You can also modify parameters in GGA_SETTINGS. We reefer the reader to the official documentation of PyDGGA, available at https://ulog.udl.cat/software/

The data folder

This folder is intended to be the place where the data that the model will use during the calibration process is stored.

Although it is not necessary to use this folder, it is the default path that Docker will use to find the data if it is not explicitly specified.

requirements.txt

This file indicates which python packages are required to run the model.

More info of the format of this file can be found at https://pip.pypa.io/en/stable/reference/requirements-file-format/

Dockerfile

In order to run a container with Docker 1, we need to create an image.

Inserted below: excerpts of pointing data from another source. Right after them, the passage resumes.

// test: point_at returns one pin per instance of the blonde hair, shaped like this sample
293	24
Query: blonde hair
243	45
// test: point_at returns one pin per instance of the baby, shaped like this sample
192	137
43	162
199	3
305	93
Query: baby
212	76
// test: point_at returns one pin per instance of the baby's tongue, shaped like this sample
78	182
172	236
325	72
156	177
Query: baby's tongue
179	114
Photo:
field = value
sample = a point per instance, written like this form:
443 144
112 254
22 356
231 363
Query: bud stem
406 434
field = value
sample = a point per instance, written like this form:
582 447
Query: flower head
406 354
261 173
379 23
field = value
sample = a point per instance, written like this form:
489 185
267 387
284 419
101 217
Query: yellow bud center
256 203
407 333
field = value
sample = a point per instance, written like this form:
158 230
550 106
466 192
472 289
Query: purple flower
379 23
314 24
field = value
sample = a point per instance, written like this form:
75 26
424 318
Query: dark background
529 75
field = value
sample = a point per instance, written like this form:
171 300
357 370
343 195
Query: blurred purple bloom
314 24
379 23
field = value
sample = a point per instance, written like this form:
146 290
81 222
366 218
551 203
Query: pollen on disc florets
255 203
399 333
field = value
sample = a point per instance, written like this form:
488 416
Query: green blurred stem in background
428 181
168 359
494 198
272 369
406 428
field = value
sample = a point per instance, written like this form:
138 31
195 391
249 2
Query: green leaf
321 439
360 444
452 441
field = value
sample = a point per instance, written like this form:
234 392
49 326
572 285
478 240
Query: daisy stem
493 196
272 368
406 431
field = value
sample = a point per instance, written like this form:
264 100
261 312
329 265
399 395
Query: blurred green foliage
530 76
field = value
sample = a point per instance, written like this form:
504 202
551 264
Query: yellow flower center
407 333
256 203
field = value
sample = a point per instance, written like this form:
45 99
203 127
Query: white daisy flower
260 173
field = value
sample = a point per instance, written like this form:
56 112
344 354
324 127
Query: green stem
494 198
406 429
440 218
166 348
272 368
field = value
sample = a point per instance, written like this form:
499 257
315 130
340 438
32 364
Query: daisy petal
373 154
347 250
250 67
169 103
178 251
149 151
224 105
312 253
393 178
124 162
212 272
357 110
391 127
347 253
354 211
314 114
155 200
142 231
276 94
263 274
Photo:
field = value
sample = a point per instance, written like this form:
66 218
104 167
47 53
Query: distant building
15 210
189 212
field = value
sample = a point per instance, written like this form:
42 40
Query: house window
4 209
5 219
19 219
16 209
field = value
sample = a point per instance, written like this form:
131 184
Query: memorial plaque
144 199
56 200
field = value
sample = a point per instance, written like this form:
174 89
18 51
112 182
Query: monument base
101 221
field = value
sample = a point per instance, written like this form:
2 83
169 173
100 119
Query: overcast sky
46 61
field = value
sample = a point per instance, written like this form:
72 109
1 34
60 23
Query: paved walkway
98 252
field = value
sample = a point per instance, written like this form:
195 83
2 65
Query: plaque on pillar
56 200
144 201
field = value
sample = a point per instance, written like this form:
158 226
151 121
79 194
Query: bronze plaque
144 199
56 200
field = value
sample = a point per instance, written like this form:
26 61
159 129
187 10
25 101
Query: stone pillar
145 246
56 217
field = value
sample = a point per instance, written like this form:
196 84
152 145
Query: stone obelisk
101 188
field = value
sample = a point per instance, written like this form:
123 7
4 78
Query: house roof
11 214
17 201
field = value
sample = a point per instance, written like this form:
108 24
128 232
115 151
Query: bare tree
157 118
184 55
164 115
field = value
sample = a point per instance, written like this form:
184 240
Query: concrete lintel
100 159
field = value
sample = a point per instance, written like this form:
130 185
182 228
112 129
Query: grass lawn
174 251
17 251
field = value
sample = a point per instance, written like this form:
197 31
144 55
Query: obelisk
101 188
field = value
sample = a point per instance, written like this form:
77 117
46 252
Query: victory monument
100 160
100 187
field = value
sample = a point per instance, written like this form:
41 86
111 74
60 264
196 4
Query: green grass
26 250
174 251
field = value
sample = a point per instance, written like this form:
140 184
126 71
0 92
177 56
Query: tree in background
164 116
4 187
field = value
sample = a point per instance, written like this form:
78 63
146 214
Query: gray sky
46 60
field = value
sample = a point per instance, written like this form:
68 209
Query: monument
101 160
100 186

The Dockerfile contains the description of how to create the image. The provided Dockerfile inherits from an image which contains OptiLog and PyDGGA installed and ready to be used.

Unless additional packages must be installed for the model to run, it is recommended to leave the Dockerfile untouched.

Makefile

To simplify the creation of the Docker image we provide a Makefile, with three main targets:

  • build: Creates the docker image with the implemented model

  • push: Pushes the docker image to the desired registry

  • clean: Removes all the images from the local system

The targets can be executed by running:

$ make <target>

The Makefile also contains extra targets:

  • help: Lists the available targets and what they do

  • run: Runs the docker image in a local container. As no parameters are specified, if the Dockerfile is not modified, then the container will configure the model.

Note that, although we provide the Makefile to run those tasks, this type of file are simply a description of the commands to be run to execute the task, so the usage of this file is not required as the commands can be executed manually.

Note

  • Modify the IMAGE_NAME from the Makefile for a name that makes sense

  • If you plan to create and keep multiple versions of the same model, modify the TAG

  • If you plan to push the image to a repository, set the IMAGE_NAME such as: repository/name

  • To push an image to a repository you need access. If the push fails, please verify that you have access to the repository and you are pushing to the correct one.

Footnotes

1

Docker or any Open Container Initiative (OCI) compatible tool.